I’m familliar with that passage, but I’m also famililar with these:
I do not write these things to shame you, but as my beloved children I warn you. For though you might have ten thousand instructors in Christ, yet you do not have many fathers; for in Christ Jesus I have begotten you through the gospel. Therefore I urge you, imitate me. (1 Cor. 4:14-16.)
I write to you, fathers, Because you have known Him who is from the beginning. I write to you, young men, Because you have overcome the wicked one. I write to you, little children, Because you have known the Father. I have written to you, fathers, Because you have known Him who is from the beginning. I have written to you, young men, Because you are strong, and the word of God abides in you, And you have overcome the wicked one.(1 John 2:13-14.)

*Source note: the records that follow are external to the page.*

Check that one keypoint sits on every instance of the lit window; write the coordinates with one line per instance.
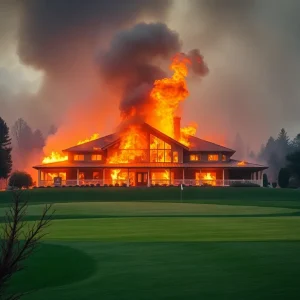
(96, 175)
(78, 157)
(96, 157)
(213, 157)
(194, 157)
(175, 156)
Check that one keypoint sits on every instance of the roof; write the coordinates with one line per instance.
(197, 144)
(83, 164)
(98, 144)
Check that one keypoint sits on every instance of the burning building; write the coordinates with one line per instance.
(150, 147)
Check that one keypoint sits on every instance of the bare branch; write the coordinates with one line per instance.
(13, 250)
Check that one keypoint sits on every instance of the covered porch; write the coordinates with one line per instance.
(135, 176)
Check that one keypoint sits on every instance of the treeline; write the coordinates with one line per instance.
(19, 145)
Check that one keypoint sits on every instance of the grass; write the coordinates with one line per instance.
(129, 244)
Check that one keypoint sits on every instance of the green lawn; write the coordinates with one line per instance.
(146, 244)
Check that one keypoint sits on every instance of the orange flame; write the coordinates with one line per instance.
(91, 138)
(168, 93)
(54, 157)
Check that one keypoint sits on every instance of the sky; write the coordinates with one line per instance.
(49, 70)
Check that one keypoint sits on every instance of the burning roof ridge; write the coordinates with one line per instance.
(246, 162)
(193, 136)
(93, 141)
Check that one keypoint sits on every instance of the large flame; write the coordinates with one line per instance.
(91, 138)
(167, 94)
(54, 157)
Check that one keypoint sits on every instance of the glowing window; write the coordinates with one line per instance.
(213, 157)
(96, 175)
(96, 157)
(78, 157)
(194, 157)
(175, 156)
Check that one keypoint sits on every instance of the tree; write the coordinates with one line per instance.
(5, 150)
(18, 240)
(20, 180)
(23, 136)
(293, 160)
(284, 177)
(265, 180)
(38, 141)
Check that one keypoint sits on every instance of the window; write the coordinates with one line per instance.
(96, 157)
(78, 157)
(159, 150)
(96, 175)
(213, 157)
(175, 156)
(194, 157)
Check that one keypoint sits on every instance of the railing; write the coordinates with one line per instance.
(154, 182)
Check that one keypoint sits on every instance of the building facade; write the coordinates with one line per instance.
(161, 161)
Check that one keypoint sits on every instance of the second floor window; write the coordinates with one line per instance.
(78, 157)
(213, 157)
(194, 157)
(96, 157)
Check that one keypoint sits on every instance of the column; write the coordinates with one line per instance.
(77, 177)
(223, 177)
(39, 178)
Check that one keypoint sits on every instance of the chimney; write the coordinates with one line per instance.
(176, 124)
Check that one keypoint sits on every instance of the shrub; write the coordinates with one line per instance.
(284, 177)
(20, 180)
(265, 180)
(244, 184)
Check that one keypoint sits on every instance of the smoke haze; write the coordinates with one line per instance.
(49, 64)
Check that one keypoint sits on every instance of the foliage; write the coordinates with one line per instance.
(293, 160)
(20, 180)
(17, 241)
(5, 150)
(265, 180)
(284, 177)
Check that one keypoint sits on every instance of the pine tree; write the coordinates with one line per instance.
(5, 150)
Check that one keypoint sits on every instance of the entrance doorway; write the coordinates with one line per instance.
(141, 178)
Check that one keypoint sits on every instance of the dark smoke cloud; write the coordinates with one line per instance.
(132, 58)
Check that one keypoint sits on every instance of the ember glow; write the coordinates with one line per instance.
(168, 93)
(93, 137)
(54, 157)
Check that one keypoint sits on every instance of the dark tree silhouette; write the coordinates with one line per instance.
(5, 150)
(18, 241)
(293, 160)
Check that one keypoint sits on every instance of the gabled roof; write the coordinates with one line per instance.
(98, 144)
(197, 144)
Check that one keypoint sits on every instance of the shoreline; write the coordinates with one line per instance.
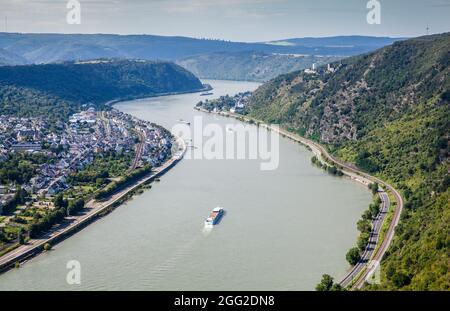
(357, 274)
(93, 211)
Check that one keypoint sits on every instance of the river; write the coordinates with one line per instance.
(283, 228)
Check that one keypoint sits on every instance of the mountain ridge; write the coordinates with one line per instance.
(389, 113)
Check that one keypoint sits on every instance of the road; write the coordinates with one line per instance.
(139, 150)
(93, 209)
(366, 257)
(356, 277)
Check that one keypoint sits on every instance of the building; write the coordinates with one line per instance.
(26, 147)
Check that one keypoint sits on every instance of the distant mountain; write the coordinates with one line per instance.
(347, 45)
(208, 58)
(388, 112)
(8, 58)
(248, 65)
(47, 48)
(60, 89)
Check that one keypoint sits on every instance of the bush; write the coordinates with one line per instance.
(353, 256)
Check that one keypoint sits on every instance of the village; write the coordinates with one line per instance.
(53, 153)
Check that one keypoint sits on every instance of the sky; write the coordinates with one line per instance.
(236, 20)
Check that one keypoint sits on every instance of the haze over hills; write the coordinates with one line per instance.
(388, 112)
(249, 65)
(263, 60)
(8, 58)
(59, 89)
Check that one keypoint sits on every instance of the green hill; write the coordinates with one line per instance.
(389, 113)
(59, 89)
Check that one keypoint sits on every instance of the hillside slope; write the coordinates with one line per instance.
(248, 65)
(61, 88)
(8, 58)
(388, 112)
(47, 48)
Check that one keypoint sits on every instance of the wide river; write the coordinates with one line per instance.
(283, 228)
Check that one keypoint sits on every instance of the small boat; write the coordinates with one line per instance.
(214, 217)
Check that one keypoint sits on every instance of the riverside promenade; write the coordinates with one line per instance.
(356, 277)
(92, 211)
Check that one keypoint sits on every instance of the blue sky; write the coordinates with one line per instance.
(237, 20)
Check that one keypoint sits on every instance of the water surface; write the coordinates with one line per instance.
(282, 231)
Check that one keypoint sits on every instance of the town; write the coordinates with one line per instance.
(41, 161)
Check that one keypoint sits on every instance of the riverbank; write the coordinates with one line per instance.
(357, 275)
(93, 211)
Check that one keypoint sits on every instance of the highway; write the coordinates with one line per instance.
(356, 277)
(92, 210)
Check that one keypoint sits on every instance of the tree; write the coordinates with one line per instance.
(327, 284)
(374, 187)
(363, 240)
(374, 209)
(59, 201)
(353, 256)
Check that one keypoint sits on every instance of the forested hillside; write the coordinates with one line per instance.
(59, 89)
(388, 112)
(48, 48)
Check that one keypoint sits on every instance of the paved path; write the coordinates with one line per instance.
(375, 251)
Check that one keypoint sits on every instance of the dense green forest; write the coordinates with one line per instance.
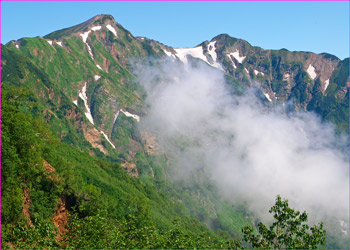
(52, 196)
(41, 175)
(68, 181)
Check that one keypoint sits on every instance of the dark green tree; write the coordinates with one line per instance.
(288, 231)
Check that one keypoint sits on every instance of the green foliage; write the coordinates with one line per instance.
(287, 231)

It doesn’t seem that God ever told Paul or John to take the words of Christ that you quoted in the way that He told you to take them.
Paul considered himself the spiritual father (in Christ) of the churches he planted (and refered to a plurality of teachers), and John refered to the elders of the church he wrote to as “fathers.”
But that passage in Matthew is interesting, and given the Greek text (and who Christ was speaking to), it seems (to me) to weigh heavily against the theory that Peter was the chief Apostle.
Christ seems to be telling the twelve (collectively) not to regard any single man on earth as their common father, and not to accept the title or position of a teacher above the rest.
If that’s what Christ meant here, there never was any primacy of Peter (and if he has any succesors, they wouldn’t have any primacy either.)
And these are some of the things that would have been worth discussing on this thread.
BTW: I knew the meaning of the word “Ekklessia” long before you posted anything here (and if you have young children, probably long before you were born.)